Drew Storen, that other first-round pick, pitches in
Storen, the 10th pick last year, cleaned house during the sixth and seventh innings of Saturday's thrilling, 6-5 victory over the Mets. He struck out three, threw 19 strikes in 25 pitches and allowed zero balls out of the infield. Storen's ERA shrunk to 1.59, the best of any National with any appreciable innings, and he has not allowed a run in his past six appearances.
"That's what he does," Strasburg said. "He goes out there and he shuts it down. That was big for us. That's when our bats started to come alive.

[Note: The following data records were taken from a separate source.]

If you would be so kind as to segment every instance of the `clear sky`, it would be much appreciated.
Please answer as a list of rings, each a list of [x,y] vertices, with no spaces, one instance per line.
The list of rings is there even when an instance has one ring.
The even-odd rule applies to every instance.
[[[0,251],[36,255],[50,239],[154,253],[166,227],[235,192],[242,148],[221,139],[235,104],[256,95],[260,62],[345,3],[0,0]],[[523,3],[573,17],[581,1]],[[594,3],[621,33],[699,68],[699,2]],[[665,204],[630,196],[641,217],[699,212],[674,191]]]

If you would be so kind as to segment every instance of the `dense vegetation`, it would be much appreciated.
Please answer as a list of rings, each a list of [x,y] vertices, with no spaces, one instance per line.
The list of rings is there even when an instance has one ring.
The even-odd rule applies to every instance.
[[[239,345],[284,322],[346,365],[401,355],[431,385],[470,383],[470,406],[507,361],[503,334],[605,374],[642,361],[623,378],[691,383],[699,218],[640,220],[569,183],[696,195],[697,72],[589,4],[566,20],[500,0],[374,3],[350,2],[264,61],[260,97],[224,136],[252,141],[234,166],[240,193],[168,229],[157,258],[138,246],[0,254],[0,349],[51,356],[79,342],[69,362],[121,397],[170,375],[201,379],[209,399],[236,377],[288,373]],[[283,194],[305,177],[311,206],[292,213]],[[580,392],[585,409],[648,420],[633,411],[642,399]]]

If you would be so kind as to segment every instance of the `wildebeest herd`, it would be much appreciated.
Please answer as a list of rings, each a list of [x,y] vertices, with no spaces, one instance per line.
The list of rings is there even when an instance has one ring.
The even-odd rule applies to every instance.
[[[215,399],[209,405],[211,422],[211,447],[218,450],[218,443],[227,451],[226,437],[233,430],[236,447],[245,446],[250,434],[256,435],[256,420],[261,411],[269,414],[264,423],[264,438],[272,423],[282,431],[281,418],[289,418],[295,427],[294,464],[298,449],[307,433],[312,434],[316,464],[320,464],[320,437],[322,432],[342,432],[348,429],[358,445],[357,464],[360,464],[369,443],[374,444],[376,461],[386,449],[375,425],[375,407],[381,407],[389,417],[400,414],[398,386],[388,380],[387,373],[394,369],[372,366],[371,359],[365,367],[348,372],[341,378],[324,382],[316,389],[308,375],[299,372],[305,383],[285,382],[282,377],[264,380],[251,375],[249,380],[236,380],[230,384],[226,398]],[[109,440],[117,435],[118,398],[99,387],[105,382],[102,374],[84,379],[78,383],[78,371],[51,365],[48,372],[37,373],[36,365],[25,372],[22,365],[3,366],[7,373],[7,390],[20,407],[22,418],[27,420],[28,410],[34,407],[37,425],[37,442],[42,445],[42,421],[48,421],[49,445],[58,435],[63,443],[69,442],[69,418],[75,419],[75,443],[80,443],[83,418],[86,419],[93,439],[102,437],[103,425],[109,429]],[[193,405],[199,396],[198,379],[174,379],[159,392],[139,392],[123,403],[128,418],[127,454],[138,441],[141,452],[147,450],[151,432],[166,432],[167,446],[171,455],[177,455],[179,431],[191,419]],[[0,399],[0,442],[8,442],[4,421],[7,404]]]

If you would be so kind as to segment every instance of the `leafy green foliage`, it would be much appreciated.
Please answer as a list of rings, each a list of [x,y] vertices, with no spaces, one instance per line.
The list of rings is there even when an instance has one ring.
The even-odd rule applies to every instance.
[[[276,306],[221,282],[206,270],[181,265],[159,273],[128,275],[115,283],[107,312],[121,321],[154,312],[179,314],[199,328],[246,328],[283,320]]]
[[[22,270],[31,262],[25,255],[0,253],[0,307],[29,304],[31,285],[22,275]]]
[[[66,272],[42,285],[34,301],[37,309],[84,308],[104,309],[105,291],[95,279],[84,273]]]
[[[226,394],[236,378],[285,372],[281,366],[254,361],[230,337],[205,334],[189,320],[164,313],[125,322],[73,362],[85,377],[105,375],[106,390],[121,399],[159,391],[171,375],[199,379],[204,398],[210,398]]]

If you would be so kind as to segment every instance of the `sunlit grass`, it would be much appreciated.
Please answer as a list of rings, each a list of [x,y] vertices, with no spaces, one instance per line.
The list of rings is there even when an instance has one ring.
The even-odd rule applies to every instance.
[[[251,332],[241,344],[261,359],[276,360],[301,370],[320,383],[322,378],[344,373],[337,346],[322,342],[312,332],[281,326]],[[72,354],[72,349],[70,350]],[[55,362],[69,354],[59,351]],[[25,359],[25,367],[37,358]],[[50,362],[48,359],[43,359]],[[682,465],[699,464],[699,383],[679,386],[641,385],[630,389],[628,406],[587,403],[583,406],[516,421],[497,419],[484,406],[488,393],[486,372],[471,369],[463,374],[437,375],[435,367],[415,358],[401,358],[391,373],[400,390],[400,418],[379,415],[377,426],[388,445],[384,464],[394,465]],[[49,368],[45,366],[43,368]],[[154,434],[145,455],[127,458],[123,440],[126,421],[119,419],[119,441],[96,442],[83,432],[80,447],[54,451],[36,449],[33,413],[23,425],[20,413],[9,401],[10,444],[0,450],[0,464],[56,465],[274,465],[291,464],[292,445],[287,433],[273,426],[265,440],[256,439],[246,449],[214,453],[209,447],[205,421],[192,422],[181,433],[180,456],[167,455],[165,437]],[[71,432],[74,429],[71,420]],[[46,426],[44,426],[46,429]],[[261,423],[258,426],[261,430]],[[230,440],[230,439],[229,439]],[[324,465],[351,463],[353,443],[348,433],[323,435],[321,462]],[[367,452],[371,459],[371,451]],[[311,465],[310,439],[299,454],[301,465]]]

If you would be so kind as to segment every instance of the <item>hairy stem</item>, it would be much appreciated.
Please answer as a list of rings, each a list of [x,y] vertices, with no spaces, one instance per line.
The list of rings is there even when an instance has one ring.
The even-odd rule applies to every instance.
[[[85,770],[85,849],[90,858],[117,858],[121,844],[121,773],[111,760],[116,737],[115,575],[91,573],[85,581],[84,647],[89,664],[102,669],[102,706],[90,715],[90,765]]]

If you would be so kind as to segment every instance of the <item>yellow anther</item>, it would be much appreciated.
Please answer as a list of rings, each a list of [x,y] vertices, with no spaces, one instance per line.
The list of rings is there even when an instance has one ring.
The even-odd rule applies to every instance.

If he didn't hold the Mets there, it might have been too far out of reach to get a rally in the late innings."
Indeed, the Nationals trailed by only three runs after Tyler Clippard's latest implosion, three earned in two-thirds of the eighth inning. Clippard acted as the glue of the Nationals for much of this season, but he has struggled lately, allowing seven earned runs in his last four appearances. It's not out of the question that he and Storen - who, incidentally, are roommates - could swap roles.
Storen has proved himself able to pitch in any inning. Storen feels he has improved over his first month-and-a-half in the major leagues.
"That's the best thing about it," Storen said. "Being around the team every day, you get to make adjustments and kind of just tinker with things. I feel comfortable, but I'm always looking for that extra edge."
He found one recently - he stopped throwing out of the wind-up in order to make his delivery more direct to the plate. On film, he noticed himself "getting kind of twisty" with his wind-up. He compared video of himself from the wind-up and the stretch and realized his release point was different in both. The stretch was better, so he scrapped his wind-up.
The adjustment led to what was probably the best of his 21 major league appearances. It was only the third time he had pitched two full innings. Each of the first two times he threw a pair of innings, Storen allowed a run in the second. Opposing hitters had been 9 for 53 (.170) against Storen in his first inning and 6 for 15 (.400) in his second inning.
"I kind of struggled in that second inning," Storen said. "For me, that was great to kind of break through."
Once Storen finished, he sat back and watched a game he called, "a reminder of why baseball is so great. It was a roller-coaster ride." Without him, the Nationals could not have won it. A sellout crowd had showed up to watch Strasburg. On Saturday, the rookie who pitched best was Storen.